Bem, na altura do inquérito de 2019 ela ainda não tinha feito um exame cardíaco completo, mas já tinha dito ao meu colega, que recolheu as amostras na prisão, que tinha tido muitos episódios de desmaio, o que é típico de arritmias cardíacas — muitas síncopes, chamamos-lhes assim. Em criança, em adulta, muitas delas testemunhadas, muitas delas na prisão, após exercício físico, com stress… Portanto, isso já nos dizia que ela provavelmente tinha alguns sintomas, mas não tinha feito um exame cardíaco completo, isso só aconteceu depois das audições do inquérito de 2019, e só agora foi analisado em pormenor.
Agora, muitos especialistas acham que ela provavelmente tem um sistema cardiovascular anormal, com sinais de TVPC [Taquicardia Ventricular Polimórfica Catecolaminérgica], que é uma dessas arritmias que ocorrem com o stress. E também sabemos que, em algumas famílias, nem todos os membros são afetados quando têm a mutação, porque pode haver modificadores genéticos — genes que atenuam o risco e outros que aumentam o risco. Na verdade, acabámos por descobrir que as duas raparigas tinham uma segunda variante do pai num gene que agrava o risco deste tipo de arritmias cardíacas. E isso já foi descrito antes; essa variante específica do gene REM2 agrava o risco.
Portanto, basicamente é complexo, mas na altura do inquérito de 2019 tínhamos bastantes provas de que isto poderia ser prejudicial. Eram apenas previsões, mas muitas delas eram previsões bioinformáticas, com um sistema de pontuação que nos dizia que estas circunstâncias têm de ser levadas a sério.

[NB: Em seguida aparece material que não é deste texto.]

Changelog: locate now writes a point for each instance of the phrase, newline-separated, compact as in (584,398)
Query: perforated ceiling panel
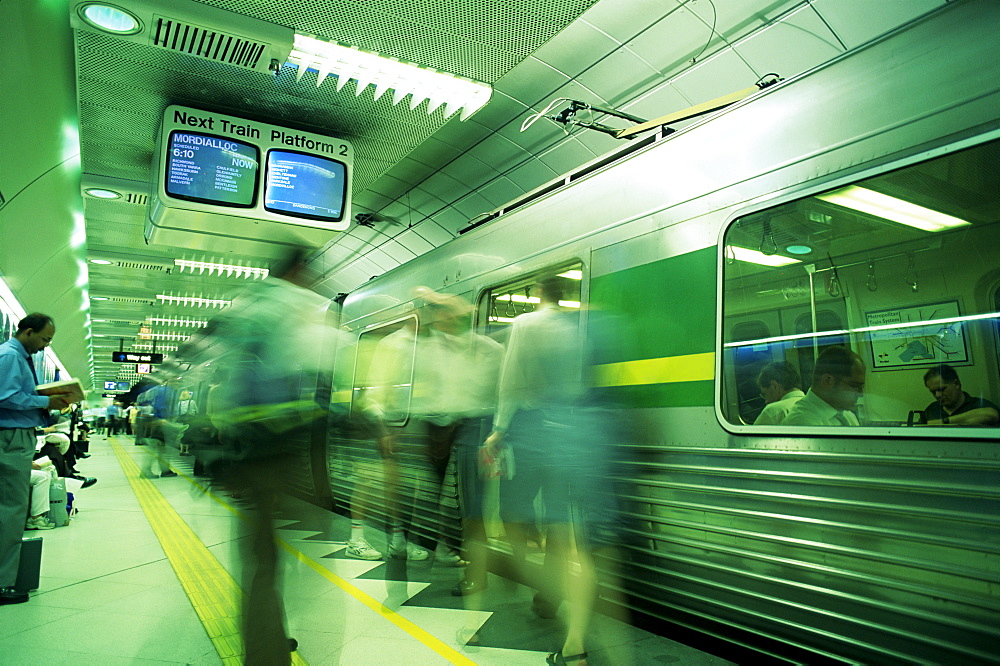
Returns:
(478,39)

Esta mutação particular nunca foi vista no mundo, ocorre num resíduo que não é tolerante à substituição, porque foi conservado através da evolução em todas as espécies, e este é um gene que já tinha sido objeto de algumas publicações que diziam que pode causar morte cardíaca súbita na infância. Portanto, com tudo isto, como geneticista, não tinha muitas dúvidas…
O passado de terror de uma pretensa “baby-killer”, abandonada pela mãe — que o pai assassinou
No dia em que o antigo aluno lhe ligou e lhe enviou uma série de ficheiros, com exames, certidões de óbito, registos médicos e relatórios forenses, ainda antes de fazer todas estas descobertas, Carola García Vinuesa, hoje com 54 anos, intuiu imediatamente que valia a pena investigar. “Como mãe, não consigo pensar em nenhuma causa mais digna para investir tempo e esforço. Custa-me acreditar que haja alguém na prisão por causa disto”, escreveu no e-mail que lhe enviou nessa mesma noite, já as duas filhas adolescentes, com quem então morava, sozinha, estavam na cama.
Na altura, a cientista, espanhola, ainda não fazia ideia de quão mediático o caso de Kathleen Folbigg, uma espécie de inimiga pública número 1, era em toda a Austrália.
Em 2018, 15 anos depois do julgamento, a mulher continuava sujeita a um regime de 22 horas por dia fechada, sozinha numa cela, no complexo correcional de segurança máxima de Silverwater, a cerca de 20 quilómetros de Sydney — os “baby killers”, “assassinos de crianças”, são dos alvos mais apetecíveis nas prisões em qualquer parte do mundo, escrevia a Wired, num artigo publicado no verão passado.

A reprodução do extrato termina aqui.